Actu.fr : Après plusieurs reports de traversée, qu’avez-vous ressenti en apprenant que c’était enfin possible ?

Marion Joffle : C’était un salut. Je ne savais pas quand j’allais partir. Cela faisait deux ans que la date était devenue aléatoire. Cette année, je me suis dit, c’est 2022 ou rien.

Vous avez battu le record féminin. Était-ce votre objectif ?

MJ : Mon objectif était de finir et de toucher le sol français. Mais j’ai tout donné pour battre le record féminin. C’est incroyable que cela ait fonctionné !

Vous rendez-vous compte que vous avez réussi cet exploit sportif ?

M.J : Je suis toujours sur mon petit nuage. C’est difficile d’y arriver. J’ai besoin de temps pour me souvenir des souvenirs. Je n’imaginais pas l’impact médiatique. C’est important de partager l’information et de raconter mon histoire. Plus mon histoire sera partagée, plus il sera facile d’en parler.

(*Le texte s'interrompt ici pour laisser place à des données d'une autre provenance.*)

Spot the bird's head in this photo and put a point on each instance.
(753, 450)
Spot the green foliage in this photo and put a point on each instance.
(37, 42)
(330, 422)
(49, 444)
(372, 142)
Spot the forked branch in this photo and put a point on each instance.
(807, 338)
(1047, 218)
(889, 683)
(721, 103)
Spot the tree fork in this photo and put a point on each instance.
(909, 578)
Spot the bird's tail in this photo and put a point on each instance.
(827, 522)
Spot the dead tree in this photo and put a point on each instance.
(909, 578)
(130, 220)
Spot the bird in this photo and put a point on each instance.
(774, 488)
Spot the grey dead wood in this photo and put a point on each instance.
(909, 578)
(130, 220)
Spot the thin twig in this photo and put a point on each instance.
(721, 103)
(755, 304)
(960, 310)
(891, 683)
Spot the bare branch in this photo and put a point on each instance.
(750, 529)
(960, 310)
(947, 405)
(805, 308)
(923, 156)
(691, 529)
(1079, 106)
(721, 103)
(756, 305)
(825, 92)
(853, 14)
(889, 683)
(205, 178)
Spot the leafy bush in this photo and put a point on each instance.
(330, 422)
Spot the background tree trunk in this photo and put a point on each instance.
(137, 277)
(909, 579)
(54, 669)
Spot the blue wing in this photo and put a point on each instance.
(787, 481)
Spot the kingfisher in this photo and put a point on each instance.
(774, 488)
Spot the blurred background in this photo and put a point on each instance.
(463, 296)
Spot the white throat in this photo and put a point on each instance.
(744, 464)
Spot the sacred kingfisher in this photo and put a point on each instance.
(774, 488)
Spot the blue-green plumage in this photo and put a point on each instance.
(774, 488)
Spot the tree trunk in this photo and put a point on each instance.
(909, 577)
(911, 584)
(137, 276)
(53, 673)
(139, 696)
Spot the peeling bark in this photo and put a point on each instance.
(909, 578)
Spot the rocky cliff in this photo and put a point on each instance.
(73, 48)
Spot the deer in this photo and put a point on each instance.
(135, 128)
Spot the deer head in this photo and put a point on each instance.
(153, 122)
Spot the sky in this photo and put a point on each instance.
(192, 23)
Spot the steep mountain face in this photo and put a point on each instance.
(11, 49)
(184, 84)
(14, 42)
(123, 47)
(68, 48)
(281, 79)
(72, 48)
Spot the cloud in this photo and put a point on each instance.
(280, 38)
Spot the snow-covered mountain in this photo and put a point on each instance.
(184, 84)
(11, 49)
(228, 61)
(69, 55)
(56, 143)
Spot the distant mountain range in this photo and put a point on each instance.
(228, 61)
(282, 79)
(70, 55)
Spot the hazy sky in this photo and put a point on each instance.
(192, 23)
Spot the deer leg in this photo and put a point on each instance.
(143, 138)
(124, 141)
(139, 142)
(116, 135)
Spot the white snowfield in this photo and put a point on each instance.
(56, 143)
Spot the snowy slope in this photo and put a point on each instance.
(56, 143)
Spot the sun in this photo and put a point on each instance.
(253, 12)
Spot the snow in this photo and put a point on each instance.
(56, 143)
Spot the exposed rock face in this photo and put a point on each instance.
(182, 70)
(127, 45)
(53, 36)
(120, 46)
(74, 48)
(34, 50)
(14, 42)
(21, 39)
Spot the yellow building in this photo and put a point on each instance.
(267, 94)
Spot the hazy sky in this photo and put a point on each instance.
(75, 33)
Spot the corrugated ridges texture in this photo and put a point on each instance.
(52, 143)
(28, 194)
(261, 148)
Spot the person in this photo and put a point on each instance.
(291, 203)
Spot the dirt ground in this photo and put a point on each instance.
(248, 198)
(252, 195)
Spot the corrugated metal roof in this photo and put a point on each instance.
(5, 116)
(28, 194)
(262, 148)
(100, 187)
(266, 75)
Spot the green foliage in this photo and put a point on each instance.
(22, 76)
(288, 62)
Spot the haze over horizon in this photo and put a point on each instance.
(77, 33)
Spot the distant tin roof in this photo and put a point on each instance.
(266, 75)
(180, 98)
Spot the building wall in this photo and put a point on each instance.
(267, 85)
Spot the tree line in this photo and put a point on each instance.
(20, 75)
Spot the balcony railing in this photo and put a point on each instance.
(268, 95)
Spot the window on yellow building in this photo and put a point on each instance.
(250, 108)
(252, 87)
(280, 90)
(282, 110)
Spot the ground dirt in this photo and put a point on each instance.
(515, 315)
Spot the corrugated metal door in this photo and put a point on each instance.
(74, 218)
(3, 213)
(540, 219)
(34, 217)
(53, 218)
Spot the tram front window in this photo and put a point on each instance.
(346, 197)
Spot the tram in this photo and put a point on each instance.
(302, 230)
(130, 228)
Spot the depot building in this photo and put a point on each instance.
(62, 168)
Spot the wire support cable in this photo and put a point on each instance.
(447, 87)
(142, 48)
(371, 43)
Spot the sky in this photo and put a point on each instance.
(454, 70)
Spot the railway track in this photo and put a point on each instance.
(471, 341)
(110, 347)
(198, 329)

Je nage pour le plaisir mais surtout pour les enfants malades.

Combien d’heures d’entraînement représente cette course ?

MJ : En 2018 je me suis inscrite à l’EN Caen. Je m’entraînais 20 heures par semaine. 16 heures dans l’eau et 4 heures de musculation. Tout a été reporté durant la saison 2020-2021 avec les restrictions. Je me suis fait arrêter. En septembre 2021, je suis allé nager deux fois par jour. J’ai nagé jusqu’à neuf kilomètres. J’ai aussi fait des passages en mer.

Au-delà de la préparation physique, faut-il suivre un programme nutritionnel ? Et avez-vous suivi une préparation mentale ?

MJ : J’ai dû beaucoup manger pour prendre du poids. Je n’y suis pas parvenu, mais cela ne m’a pas empêché de terminer la course. Je n’ai pas changé mes habitudes alimentaires. Le matin de la course, j’ai pris un petit-déjeuner sucré : une banane, une compote et un shaker avec des vitamines et des minéraux. Mentalement, j’ai fait des séances d’hypnose pour apprendre à me détendre. Il est rare que des accidents se produisent sur ce passage à niveau.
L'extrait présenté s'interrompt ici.